Dominique Rousseau : « Un autisme politique »

Pour Dominique Rousseau, l’épisode du TCE traduit un divorce profond et ancien entre le peuple et ses représentants.

Olivier Doubre  • 27 mai 2015 abonné·es
Dominique Rousseau : « Un autisme politique »
Dominique Rousseau est professeur de droit constitutionnel à l’université Paris-I.
© AFP

Constitutionnaliste, ancien membre du Conseil supérieur de la magistrature, Dominique Rousseau s’était engagé contre le projet de traité constitutionnel européen. Il observe depuis des années – et notamment à la suite du référendum de 2005 – l’écart entre le peuple et ses représentants, de plus en plus béant.

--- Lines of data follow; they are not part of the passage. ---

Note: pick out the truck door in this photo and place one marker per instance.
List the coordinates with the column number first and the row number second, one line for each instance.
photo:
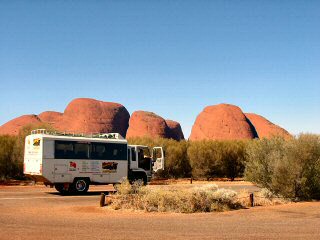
column 158, row 158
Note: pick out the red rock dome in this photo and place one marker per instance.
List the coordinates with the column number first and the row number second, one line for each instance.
column 265, row 128
column 93, row 116
column 13, row 126
column 50, row 117
column 222, row 122
column 147, row 124
column 175, row 131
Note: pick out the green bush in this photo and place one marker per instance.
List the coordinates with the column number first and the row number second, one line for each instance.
column 217, row 158
column 12, row 152
column 206, row 198
column 290, row 168
column 9, row 166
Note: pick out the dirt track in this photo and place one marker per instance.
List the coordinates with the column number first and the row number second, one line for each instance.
column 39, row 213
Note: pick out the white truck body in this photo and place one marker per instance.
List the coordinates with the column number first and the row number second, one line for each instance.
column 56, row 159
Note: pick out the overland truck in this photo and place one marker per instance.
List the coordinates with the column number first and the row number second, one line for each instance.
column 71, row 162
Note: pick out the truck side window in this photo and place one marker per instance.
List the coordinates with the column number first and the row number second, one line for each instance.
column 133, row 154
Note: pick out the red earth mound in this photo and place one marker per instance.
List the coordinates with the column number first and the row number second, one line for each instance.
column 13, row 126
column 175, row 130
column 222, row 122
column 265, row 128
column 93, row 116
column 147, row 124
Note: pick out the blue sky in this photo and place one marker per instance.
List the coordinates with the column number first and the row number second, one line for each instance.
column 170, row 57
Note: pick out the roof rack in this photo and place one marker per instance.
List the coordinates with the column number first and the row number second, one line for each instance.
column 73, row 134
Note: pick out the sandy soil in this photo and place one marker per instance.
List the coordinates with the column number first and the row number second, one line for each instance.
column 36, row 212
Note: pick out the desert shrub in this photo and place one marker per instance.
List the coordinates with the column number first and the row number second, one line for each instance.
column 217, row 158
column 176, row 158
column 9, row 166
column 12, row 151
column 290, row 168
column 207, row 198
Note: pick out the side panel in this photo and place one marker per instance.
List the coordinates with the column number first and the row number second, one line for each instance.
column 33, row 155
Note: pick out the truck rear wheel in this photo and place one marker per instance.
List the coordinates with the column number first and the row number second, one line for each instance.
column 80, row 185
column 140, row 178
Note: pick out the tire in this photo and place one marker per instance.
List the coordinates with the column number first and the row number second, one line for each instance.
column 141, row 179
column 62, row 188
column 80, row 185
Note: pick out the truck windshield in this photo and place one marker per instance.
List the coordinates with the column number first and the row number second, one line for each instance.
column 144, row 159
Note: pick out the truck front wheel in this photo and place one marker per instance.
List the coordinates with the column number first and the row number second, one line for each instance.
column 62, row 188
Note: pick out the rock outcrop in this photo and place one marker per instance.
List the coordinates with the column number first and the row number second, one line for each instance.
column 50, row 117
column 265, row 128
column 147, row 124
column 175, row 131
column 13, row 126
column 93, row 116
column 222, row 122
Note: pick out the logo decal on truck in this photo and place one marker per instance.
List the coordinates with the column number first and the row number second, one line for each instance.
column 36, row 142
column 109, row 167
column 72, row 166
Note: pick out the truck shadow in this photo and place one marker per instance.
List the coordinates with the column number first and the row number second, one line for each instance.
column 89, row 193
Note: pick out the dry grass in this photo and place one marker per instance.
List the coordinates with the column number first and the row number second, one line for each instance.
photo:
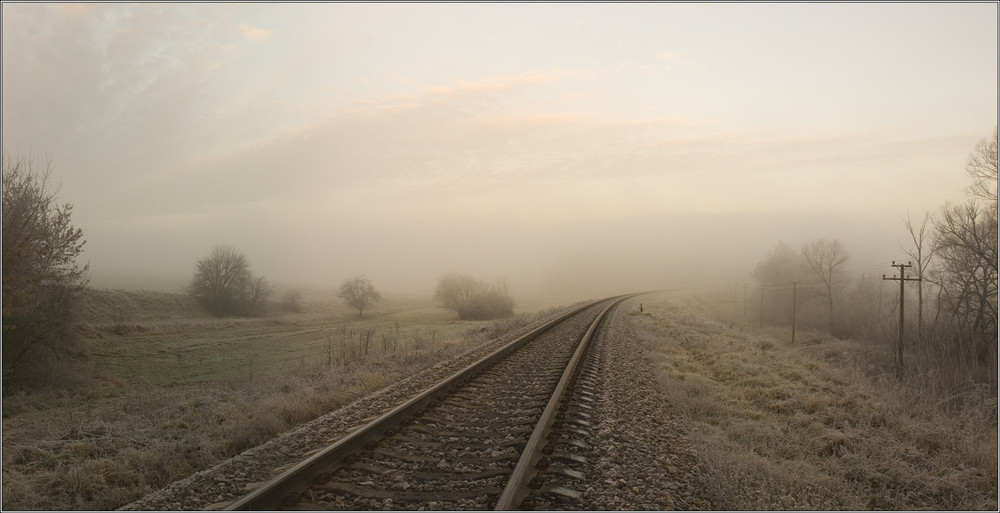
column 818, row 425
column 175, row 395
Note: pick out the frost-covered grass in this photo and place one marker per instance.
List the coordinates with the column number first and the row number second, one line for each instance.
column 161, row 397
column 821, row 424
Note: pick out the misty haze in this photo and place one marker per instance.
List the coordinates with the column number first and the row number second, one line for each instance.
column 234, row 231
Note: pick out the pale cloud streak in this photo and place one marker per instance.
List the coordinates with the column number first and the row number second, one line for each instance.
column 326, row 141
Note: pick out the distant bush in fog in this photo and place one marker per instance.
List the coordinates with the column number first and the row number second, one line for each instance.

Dans son dernier livre (1), il s’interroge sur les moyens d’une refondation de la démocratie, par un renforcement du rôle et de l’expression des citoyens.

Fin janvier, le président de la Commission européenne, Jean-Claude Juncker, au lendemain de la victoire de Syriza en Grèce, déclarait tout de go au Figaro  : « Il ne peut y avoir de choix démocratique contre les traités européens ». Dix ans après le référendum de 2005, qu’en pensez-vous ?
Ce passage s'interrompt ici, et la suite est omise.